Tucumcari wants lower burden for pipeline project

By William Thompson: Freedom Newspapers

LOGAN — Now that Tucumcari has reduced its projected water needs by two-thirds, it wants to see its costs related to the Ute Pipeline Project reduced accordingly.
Tucumcari currently is scheduled to pay one-fourth of the costs of a proposed project that would pipe water from the Ute Reservoir near Logan to 10 eastern New Mexico communities, including Clovis and Portales.
However, Tucumcari officials have sent two letters to the Eastern New Mexico Rural Water Authority in the last few months, declaring the town had reduced its projected water needs from 6,000 acre-feet to 2,000 acre-feet, thus justifying lower costs.
Tucumcari Mayor Mary Mayfield said the city’s share of the pipeline project costs should be cut by two-thirds.
Despite their request to participate in the pipeline project at a lower level, Tucumcari officials say they will continue to reserve 6,000 acre feet to facilitate future economic development.
In the original letter sent to the water authority, officials said Tucumcari could not afford to participate in the pipeline project at the 6,000 acre-feet level, City Manager Richard Primrose said.

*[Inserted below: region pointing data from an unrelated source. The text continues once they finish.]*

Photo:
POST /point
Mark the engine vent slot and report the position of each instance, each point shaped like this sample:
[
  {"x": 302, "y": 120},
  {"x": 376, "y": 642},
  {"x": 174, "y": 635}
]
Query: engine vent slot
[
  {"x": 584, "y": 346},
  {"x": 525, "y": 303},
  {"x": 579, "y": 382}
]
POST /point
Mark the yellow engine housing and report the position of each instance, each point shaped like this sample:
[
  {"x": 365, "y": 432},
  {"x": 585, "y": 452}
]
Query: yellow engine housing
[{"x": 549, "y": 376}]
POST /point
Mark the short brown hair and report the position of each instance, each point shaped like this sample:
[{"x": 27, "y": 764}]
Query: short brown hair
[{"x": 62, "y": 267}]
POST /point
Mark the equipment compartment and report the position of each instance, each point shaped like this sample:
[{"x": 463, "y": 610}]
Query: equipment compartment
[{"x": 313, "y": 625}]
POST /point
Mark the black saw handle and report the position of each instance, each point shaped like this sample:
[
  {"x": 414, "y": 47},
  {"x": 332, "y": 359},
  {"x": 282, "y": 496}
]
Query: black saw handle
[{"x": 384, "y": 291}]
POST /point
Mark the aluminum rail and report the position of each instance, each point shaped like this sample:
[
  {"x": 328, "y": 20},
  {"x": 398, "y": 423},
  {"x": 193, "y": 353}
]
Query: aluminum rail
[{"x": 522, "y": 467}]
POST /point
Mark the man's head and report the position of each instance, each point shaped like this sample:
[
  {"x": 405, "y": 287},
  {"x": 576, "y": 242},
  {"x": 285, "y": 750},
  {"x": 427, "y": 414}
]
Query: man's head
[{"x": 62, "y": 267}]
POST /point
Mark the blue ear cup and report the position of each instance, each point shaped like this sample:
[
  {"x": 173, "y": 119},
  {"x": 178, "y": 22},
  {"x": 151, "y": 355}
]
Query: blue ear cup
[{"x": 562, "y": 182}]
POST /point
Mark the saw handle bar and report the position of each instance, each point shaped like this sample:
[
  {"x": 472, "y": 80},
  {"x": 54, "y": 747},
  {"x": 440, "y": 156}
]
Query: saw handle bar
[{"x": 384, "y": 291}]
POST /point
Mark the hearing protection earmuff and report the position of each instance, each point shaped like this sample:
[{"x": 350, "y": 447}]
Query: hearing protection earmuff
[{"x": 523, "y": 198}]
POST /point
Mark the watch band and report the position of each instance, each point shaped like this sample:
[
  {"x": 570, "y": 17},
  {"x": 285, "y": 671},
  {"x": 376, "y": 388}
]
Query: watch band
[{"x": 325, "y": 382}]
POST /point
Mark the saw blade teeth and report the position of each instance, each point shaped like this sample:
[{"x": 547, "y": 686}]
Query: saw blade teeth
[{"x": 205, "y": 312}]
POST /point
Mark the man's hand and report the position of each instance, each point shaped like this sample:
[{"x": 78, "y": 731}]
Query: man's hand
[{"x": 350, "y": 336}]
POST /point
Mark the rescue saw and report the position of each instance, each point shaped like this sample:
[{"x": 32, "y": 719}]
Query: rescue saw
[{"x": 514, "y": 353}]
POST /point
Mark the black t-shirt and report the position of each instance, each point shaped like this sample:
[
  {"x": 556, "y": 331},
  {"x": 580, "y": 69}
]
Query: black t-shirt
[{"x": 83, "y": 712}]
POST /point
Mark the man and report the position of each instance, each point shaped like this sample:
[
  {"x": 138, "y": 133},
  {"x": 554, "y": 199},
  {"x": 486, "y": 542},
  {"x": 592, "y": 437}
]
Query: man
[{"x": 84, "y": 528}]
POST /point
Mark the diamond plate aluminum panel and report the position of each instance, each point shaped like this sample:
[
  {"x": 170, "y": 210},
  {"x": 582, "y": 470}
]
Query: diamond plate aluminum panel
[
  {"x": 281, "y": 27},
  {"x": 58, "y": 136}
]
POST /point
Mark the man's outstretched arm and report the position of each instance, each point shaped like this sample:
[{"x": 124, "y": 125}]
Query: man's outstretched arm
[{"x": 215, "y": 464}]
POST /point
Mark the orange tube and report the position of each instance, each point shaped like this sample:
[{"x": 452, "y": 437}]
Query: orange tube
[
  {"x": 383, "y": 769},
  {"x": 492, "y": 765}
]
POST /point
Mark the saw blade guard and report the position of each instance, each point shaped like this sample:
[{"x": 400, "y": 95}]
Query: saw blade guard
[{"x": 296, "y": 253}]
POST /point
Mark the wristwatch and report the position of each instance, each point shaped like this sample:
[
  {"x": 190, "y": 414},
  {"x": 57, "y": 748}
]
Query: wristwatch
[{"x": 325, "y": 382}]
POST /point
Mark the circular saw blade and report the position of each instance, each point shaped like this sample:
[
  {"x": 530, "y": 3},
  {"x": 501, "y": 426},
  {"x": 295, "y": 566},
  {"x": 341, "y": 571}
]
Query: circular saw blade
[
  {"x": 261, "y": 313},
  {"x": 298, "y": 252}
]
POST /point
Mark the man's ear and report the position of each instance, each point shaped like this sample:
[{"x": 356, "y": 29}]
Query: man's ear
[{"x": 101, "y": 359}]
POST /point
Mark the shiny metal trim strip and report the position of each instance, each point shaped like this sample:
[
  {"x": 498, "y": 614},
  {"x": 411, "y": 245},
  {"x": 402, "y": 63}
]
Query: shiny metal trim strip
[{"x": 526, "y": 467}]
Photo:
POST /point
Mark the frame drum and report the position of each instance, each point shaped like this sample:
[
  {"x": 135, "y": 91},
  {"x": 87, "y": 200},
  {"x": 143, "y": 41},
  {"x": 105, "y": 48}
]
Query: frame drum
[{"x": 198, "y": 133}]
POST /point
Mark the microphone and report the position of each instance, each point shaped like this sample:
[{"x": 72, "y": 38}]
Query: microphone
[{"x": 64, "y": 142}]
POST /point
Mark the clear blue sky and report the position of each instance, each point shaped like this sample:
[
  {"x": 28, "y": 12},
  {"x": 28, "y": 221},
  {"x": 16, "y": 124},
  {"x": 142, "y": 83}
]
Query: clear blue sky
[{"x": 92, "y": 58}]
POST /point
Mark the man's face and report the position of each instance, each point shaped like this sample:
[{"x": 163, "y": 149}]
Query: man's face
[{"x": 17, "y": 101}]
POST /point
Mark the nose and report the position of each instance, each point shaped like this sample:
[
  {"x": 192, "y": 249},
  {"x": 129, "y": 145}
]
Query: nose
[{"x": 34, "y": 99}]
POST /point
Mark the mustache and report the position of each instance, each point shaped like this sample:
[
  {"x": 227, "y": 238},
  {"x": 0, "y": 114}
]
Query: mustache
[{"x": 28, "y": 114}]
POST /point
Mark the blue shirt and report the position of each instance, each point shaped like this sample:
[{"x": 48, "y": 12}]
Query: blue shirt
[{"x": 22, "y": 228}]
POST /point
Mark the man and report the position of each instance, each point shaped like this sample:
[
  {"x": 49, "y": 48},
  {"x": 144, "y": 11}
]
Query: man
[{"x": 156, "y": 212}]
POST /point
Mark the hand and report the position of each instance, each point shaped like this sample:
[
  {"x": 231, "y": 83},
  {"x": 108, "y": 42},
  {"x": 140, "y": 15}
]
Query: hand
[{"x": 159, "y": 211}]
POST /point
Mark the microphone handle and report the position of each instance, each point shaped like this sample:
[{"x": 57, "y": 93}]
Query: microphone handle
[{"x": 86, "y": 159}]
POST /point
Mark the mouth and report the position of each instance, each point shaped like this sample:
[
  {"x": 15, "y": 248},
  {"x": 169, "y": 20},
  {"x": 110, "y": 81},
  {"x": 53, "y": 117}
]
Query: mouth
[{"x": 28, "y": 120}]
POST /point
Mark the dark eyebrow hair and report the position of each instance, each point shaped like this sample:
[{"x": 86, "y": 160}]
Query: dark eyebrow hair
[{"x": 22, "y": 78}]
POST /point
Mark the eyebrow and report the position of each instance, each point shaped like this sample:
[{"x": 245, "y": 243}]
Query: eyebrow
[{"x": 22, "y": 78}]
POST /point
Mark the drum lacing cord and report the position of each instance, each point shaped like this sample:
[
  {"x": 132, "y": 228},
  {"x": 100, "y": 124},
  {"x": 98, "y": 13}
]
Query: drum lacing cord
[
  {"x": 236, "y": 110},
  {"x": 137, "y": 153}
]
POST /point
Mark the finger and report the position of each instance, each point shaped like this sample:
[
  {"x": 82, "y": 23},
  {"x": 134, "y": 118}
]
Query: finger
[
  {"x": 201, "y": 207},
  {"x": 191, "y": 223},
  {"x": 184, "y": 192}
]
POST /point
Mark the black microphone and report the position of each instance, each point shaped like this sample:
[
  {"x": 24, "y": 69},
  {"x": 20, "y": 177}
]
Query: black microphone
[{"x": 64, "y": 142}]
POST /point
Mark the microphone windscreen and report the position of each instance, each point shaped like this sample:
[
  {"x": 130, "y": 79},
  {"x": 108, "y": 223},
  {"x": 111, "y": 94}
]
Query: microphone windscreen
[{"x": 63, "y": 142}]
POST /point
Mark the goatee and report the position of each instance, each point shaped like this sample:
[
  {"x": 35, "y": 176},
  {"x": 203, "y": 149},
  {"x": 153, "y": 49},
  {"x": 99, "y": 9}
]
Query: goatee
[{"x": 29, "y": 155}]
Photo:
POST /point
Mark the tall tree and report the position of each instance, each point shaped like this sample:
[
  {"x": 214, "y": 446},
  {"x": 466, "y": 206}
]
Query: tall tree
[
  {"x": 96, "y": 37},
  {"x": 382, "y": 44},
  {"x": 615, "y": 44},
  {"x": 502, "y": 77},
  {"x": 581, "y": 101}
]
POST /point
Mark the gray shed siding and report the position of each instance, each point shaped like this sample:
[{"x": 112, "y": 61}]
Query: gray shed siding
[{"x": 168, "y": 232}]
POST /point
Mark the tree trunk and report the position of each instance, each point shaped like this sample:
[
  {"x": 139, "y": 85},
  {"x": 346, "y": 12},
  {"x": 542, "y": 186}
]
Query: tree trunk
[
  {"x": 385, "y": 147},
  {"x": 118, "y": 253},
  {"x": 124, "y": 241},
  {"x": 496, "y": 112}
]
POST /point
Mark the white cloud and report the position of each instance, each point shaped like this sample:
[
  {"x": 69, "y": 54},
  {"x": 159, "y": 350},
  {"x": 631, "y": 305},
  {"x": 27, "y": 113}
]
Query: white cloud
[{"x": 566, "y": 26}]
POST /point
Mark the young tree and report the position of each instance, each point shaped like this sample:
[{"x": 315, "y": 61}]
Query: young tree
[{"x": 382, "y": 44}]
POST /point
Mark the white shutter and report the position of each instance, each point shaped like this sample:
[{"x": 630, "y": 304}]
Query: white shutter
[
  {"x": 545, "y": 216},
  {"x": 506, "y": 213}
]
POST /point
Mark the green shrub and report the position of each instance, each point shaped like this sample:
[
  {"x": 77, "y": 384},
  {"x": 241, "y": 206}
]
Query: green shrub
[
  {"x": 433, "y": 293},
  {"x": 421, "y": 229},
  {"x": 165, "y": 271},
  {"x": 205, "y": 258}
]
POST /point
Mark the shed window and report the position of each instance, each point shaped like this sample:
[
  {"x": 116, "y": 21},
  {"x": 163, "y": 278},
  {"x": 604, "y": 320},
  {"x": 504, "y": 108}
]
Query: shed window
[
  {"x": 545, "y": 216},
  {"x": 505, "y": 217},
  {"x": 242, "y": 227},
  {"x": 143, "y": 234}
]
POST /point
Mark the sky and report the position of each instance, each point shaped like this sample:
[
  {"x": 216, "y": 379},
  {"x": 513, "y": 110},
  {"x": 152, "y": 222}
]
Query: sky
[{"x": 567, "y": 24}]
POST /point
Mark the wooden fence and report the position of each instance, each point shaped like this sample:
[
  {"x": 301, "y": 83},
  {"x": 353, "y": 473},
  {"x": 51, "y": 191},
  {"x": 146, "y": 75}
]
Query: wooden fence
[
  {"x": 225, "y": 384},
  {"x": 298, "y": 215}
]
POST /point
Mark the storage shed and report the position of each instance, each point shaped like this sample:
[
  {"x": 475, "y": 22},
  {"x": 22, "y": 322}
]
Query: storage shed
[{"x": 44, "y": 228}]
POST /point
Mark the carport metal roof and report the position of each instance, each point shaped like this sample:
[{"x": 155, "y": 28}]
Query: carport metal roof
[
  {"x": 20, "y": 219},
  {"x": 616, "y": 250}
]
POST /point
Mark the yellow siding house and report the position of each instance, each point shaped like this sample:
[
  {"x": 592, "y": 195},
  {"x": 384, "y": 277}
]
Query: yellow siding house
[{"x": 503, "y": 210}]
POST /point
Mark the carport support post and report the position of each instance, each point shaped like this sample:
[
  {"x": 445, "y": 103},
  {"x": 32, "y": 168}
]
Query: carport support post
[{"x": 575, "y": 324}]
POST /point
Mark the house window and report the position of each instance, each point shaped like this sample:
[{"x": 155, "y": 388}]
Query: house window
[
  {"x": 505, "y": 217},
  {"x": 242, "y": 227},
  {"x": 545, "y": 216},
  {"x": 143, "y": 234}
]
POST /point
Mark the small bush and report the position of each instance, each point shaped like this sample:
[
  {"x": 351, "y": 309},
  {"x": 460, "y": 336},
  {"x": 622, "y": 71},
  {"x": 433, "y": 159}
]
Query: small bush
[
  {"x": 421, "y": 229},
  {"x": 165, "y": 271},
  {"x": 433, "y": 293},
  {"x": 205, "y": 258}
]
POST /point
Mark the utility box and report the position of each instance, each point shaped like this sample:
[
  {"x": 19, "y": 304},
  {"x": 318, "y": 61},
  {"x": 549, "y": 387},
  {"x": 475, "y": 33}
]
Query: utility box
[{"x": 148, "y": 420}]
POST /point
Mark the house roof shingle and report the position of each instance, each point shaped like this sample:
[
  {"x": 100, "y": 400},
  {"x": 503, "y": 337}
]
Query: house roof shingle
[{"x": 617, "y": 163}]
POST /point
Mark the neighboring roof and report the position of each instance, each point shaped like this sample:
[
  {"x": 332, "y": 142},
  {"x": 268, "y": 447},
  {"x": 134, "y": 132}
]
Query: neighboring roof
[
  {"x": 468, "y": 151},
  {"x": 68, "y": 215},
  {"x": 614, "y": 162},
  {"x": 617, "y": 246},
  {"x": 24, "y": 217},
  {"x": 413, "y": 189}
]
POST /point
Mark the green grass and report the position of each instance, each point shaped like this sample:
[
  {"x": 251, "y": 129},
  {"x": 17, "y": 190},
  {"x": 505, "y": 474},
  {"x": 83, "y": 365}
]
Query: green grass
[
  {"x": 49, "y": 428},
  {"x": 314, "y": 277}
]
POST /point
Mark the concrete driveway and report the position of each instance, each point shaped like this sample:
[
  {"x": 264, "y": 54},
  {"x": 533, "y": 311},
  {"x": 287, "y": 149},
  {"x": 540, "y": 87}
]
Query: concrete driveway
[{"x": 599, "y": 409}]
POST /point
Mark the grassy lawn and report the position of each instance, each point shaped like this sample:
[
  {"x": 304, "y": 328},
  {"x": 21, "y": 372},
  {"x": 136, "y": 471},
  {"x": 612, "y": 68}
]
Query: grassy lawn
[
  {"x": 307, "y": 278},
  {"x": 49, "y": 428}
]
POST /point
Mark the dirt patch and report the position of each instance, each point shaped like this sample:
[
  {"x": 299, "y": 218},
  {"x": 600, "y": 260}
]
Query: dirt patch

The second letter, sent in the last couple of weeks, requested the city’s share of the project cost be re-appropriated, he said.
No action was taken regarding the request.
After Wednesday’s meeting, Mayfield and Primrose said despite their requests for a smaller share of the cost, the city remains committed to the project.
“We have not spent all this time and money on this project for nothing,” Primrose said. “We have been involved in this project since day one.”
State and federal funds would pay for the bulk of the $300-million project if it becomes reality.
According to ENMRWA figures, if Tucumcari’s request to pay less were granted, then Clovis would pay the lion’s share of the remaining costs.
Clovis is now scheduled to pay about 51 percent of the local costs. If Tucumcari’s costs were lowered to one-twelfth of the project’s costs, Clovis would then pay about 63 percent of the local costs.
ENMRWA Program Manager Scott Verhines said he did not see Tucumcari’s request as being out of line.
“Overall percentages of costs would go up for other members, “Verhines said, “but because less water would be delivered, then overall costs would go down for everyone. At this stage of the project, we need communities to let us know to what degree they are committed to the project.”
Also on Wednesday, the Village of San Jon notified board members it no longer wished to participate in the project.
“We could no longer wait for the project to happen so we installed a pipeline to Logan ourselves,” San Jon Administrator Bobbye Rose stated in her letter. “This system will satisfy our needs and we feel we cannot ask our citizens to pay the additional costs required to fund this project.”